StudySmarter Expert Advice🤫
We think this is how you could land AWS Data Engineer
✨Tip Number 1
Network like a pro! Reach out to folks in the industry, attend meetups, and connect with people on LinkedIn. You never know who might have the inside scoop on job openings or can refer you directly.
✨Tip Number 2
Show off your skills! Create a portfolio showcasing your data engineering projects, especially those involving AWS Glue, Python, and SQL. This gives potential employers a taste of what you can do and sets you apart from the crowd.
✨Tip Number 3
Prepare for interviews by brushing up on common data engineering questions and AWS services. Practice explaining your past projects and how you tackled challenges. Confidence is key, so get comfortable talking about your experience!
✨Tip Number 4
Don’t forget to apply through our website! It’s the best way to ensure your application gets seen. Plus, we love seeing candidates who are genuinely interested in joining our team.
We think you need these skills to ace AWS Data Engineer
Some tips for your application 🫡
Tailor Your CV:Make sure your CV highlights your experience with AWS, data engineering, and ETL/ELT pipelines. We want to see how your skills align with the role, so don’t be shy about showcasing relevant projects or technologies you've worked with!
Craft a Compelling Cover Letter:Your cover letter is your chance to shine! Use it to explain why you're passionate about data engineering and how you can contribute to our team. We love seeing enthusiasm for cloud technologies and modern data platforms.
Showcase Your Problem-Solving Skills:In your application, highlight specific examples where you've tackled challenges in data engineering. We’re keen on candidates who can demonstrate analytical thinking and a commitment to data quality and reliability.
Apply Through Our Website:We encourage you to apply directly through our website. It’s the best way for us to receive your application and ensures you’re considered for the role. Plus, it’s super easy to do!
How to prepare for a job interview at NTT America, Inc.
✨Know Your AWS Stuff
Make sure you brush up on your knowledge of AWS services, especially AWS Glue, S3, and data lakes. Be ready to discuss how you've used these technologies in past projects, as this will show your practical experience and understanding of cloud-native platforms.
✨Showcase Your Data Engineering Skills
Prepare to talk about your experience with ETL/ELT pipeline development.

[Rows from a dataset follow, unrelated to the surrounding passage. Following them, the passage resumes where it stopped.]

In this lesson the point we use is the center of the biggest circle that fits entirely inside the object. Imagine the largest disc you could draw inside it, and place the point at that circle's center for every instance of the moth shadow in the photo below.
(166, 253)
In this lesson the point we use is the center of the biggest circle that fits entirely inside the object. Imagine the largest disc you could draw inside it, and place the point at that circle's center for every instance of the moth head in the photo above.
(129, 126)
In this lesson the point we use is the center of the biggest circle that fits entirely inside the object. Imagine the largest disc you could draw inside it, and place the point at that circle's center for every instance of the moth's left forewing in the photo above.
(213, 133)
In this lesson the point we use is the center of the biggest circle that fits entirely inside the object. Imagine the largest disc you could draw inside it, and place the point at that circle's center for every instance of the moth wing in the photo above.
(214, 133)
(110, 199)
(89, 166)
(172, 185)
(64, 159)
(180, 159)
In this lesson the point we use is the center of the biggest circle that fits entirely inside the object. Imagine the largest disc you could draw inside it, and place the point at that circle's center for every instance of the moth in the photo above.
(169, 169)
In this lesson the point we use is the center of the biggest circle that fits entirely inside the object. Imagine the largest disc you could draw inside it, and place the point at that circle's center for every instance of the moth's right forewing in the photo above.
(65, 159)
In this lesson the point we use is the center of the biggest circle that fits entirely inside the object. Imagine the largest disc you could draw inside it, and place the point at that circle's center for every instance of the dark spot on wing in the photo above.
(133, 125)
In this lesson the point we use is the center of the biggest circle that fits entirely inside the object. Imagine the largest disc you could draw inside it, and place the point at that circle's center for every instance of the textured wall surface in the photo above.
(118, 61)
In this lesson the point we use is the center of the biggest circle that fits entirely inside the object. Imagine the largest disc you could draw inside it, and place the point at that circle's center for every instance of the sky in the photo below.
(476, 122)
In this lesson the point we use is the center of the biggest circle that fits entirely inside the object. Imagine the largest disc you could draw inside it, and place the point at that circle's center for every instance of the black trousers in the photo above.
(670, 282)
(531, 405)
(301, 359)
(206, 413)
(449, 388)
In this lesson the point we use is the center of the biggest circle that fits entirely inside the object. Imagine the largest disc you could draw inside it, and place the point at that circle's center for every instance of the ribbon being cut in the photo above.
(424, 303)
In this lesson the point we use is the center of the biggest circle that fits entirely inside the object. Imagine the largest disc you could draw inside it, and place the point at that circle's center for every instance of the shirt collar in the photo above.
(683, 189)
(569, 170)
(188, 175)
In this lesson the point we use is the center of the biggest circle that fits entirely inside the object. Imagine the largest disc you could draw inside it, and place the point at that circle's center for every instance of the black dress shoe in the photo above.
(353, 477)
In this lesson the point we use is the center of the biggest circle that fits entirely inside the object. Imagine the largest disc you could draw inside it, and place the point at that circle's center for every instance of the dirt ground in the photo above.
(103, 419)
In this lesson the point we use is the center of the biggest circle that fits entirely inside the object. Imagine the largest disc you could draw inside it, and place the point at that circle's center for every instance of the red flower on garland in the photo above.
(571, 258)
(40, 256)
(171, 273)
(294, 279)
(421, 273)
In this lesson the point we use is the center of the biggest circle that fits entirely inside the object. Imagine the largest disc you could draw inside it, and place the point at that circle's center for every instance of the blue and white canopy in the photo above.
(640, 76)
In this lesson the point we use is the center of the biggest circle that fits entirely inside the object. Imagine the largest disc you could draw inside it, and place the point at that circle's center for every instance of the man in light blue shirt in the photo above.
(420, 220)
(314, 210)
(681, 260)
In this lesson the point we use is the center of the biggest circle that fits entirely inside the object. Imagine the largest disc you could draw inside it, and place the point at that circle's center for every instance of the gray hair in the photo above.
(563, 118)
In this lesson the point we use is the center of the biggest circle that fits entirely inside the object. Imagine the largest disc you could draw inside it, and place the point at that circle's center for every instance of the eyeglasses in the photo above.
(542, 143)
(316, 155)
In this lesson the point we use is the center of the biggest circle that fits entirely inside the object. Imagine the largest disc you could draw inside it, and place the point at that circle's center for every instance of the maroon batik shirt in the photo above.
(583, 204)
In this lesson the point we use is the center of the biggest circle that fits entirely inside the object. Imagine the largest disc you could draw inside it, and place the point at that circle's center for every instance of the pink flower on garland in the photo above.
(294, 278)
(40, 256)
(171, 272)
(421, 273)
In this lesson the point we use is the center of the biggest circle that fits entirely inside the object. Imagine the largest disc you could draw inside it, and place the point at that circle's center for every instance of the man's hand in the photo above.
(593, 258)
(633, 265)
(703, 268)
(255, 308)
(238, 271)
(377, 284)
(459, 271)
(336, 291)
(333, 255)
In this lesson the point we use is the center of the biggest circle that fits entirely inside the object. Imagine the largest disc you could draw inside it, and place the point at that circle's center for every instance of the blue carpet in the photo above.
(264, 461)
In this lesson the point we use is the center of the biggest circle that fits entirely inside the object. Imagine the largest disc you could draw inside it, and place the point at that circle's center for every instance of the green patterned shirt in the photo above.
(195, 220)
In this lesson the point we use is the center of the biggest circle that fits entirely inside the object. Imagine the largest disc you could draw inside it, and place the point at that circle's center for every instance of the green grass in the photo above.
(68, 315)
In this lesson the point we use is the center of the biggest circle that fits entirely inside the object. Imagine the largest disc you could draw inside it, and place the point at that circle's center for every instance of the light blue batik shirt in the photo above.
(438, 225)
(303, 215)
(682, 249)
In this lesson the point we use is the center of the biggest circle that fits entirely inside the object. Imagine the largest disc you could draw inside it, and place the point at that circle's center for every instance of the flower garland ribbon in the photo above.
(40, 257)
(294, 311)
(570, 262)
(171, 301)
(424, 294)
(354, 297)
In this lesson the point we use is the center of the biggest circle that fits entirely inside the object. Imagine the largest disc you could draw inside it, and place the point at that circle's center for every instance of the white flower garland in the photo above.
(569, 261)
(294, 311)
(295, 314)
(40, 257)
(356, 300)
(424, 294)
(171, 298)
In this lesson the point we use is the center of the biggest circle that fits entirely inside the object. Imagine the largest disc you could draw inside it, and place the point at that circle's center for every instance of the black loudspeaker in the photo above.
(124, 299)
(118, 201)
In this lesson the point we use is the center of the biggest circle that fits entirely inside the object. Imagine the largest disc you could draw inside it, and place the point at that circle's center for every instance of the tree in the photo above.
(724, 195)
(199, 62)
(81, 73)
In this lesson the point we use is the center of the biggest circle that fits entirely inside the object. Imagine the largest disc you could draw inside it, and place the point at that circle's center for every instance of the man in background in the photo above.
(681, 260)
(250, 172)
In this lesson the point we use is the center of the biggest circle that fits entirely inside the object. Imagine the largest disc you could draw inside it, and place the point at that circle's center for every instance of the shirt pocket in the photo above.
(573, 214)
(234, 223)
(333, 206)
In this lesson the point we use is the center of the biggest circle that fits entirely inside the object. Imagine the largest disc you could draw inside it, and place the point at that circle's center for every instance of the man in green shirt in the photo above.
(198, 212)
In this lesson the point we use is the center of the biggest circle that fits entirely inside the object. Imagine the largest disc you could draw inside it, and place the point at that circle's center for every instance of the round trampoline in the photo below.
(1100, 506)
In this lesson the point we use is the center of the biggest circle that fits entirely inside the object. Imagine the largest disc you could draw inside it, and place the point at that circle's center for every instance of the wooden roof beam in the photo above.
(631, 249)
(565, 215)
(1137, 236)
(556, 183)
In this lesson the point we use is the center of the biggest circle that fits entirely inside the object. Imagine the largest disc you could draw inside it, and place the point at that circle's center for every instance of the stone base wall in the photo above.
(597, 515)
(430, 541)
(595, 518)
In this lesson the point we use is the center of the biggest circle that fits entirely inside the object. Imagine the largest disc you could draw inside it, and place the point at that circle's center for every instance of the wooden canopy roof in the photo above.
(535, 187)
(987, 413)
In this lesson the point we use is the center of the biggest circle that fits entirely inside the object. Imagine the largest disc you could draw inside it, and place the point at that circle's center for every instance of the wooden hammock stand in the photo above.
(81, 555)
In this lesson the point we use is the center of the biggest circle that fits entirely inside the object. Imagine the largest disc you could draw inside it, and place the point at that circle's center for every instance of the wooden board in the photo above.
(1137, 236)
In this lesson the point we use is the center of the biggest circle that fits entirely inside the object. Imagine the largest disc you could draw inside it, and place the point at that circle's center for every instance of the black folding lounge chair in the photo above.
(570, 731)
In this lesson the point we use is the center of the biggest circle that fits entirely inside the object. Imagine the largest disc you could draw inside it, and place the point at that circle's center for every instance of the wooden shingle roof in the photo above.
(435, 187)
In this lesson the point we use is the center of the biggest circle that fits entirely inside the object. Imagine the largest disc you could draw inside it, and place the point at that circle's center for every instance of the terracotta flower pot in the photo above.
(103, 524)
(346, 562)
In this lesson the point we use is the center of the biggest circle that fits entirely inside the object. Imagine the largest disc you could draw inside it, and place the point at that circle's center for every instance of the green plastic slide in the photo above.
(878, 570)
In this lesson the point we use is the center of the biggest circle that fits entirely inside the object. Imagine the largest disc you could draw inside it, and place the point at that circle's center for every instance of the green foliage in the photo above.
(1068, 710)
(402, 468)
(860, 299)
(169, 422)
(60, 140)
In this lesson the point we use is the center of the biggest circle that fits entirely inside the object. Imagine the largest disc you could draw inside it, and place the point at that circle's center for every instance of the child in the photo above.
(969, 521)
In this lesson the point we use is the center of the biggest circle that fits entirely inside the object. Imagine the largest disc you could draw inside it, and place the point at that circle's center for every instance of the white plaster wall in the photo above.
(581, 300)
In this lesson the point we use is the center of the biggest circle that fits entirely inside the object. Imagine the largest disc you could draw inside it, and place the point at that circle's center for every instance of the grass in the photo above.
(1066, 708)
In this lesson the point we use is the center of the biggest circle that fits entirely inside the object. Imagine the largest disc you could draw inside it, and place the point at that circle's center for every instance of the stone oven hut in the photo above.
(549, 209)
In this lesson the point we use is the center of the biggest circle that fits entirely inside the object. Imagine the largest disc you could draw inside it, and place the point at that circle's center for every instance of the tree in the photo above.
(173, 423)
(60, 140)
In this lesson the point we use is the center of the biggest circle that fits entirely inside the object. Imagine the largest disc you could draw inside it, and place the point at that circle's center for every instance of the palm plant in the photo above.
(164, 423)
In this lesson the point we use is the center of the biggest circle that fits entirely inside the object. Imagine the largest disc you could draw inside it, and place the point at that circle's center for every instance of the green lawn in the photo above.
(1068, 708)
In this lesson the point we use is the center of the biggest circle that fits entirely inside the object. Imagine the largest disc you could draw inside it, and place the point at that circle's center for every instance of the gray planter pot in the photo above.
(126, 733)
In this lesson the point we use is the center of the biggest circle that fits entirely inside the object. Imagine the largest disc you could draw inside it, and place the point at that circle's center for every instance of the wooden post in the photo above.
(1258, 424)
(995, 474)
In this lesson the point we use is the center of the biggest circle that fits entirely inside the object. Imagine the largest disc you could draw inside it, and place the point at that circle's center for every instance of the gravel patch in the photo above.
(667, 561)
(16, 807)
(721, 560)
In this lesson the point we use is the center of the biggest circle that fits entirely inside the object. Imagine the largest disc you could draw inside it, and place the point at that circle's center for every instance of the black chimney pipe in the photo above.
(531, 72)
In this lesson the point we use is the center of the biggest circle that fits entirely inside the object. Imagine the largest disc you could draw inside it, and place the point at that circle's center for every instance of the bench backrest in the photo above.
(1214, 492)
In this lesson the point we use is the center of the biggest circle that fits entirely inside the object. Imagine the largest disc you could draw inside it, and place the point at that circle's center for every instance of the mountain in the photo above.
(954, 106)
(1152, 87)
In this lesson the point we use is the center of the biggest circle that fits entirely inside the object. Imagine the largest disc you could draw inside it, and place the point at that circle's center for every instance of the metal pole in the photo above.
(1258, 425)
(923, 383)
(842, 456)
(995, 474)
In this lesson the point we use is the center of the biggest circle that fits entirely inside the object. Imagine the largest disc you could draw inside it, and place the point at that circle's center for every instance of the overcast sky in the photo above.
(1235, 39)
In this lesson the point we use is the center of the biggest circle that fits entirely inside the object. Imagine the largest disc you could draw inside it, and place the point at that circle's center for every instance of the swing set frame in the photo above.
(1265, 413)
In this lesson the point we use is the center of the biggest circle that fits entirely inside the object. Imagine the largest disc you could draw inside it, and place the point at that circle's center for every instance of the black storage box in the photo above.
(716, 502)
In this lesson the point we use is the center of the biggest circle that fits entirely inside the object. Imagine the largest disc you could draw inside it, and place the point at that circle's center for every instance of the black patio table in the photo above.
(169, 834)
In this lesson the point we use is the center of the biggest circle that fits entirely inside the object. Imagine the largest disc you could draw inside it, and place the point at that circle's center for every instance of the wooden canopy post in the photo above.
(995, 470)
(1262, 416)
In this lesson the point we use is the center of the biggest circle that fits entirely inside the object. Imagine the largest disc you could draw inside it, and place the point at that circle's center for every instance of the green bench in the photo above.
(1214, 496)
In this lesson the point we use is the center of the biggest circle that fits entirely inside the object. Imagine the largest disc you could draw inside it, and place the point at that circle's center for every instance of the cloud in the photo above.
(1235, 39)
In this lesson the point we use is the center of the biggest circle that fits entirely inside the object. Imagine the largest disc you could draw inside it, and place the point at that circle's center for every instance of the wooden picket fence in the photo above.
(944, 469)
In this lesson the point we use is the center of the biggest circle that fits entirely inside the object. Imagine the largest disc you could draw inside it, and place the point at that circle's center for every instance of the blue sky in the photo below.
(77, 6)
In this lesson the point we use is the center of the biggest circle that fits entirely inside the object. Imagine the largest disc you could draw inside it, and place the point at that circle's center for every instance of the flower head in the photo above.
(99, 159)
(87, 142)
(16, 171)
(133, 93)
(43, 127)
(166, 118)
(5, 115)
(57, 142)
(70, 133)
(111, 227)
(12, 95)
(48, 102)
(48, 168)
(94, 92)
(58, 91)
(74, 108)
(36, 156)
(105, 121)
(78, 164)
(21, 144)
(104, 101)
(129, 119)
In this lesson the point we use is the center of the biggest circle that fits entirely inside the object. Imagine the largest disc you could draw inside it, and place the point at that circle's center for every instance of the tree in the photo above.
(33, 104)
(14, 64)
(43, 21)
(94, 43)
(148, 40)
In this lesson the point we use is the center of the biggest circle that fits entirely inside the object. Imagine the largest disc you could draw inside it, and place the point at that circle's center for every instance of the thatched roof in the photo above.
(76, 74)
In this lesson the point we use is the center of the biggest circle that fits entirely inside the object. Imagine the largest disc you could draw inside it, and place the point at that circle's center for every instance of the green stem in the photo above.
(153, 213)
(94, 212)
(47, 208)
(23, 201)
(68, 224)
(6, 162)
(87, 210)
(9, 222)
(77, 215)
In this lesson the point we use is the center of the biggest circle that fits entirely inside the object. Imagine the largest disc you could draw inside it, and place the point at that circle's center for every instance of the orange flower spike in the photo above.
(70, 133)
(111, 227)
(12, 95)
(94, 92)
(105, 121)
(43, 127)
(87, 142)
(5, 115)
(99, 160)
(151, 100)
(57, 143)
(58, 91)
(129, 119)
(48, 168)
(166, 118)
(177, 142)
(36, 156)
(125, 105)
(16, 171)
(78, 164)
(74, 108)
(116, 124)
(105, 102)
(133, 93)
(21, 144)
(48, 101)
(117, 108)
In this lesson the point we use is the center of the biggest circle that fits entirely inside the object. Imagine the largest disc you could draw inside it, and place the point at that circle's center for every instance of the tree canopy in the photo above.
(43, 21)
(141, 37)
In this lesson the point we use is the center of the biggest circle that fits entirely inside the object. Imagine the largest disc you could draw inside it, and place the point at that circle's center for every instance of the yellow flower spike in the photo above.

Have specific examples ready that highlight your ability to build and maintain data pipelines, and don’t forget to mention any tools like Python, PySpark, or SQL that you've used.
✨Collaboration is Key
Since this role involves working closely with architects, engineers, and analysts, be prepared to discuss your teamwork skills. Share examples of how you've successfully collaborated on projects, focusing on communication and problem-solving.
✨Ask Insightful Questions
At the end of the interview, have a few thoughtful questions ready about the team’s current projects or challenges they face. This shows your genuine interest in the role and helps you assess if the company is the right fit for you.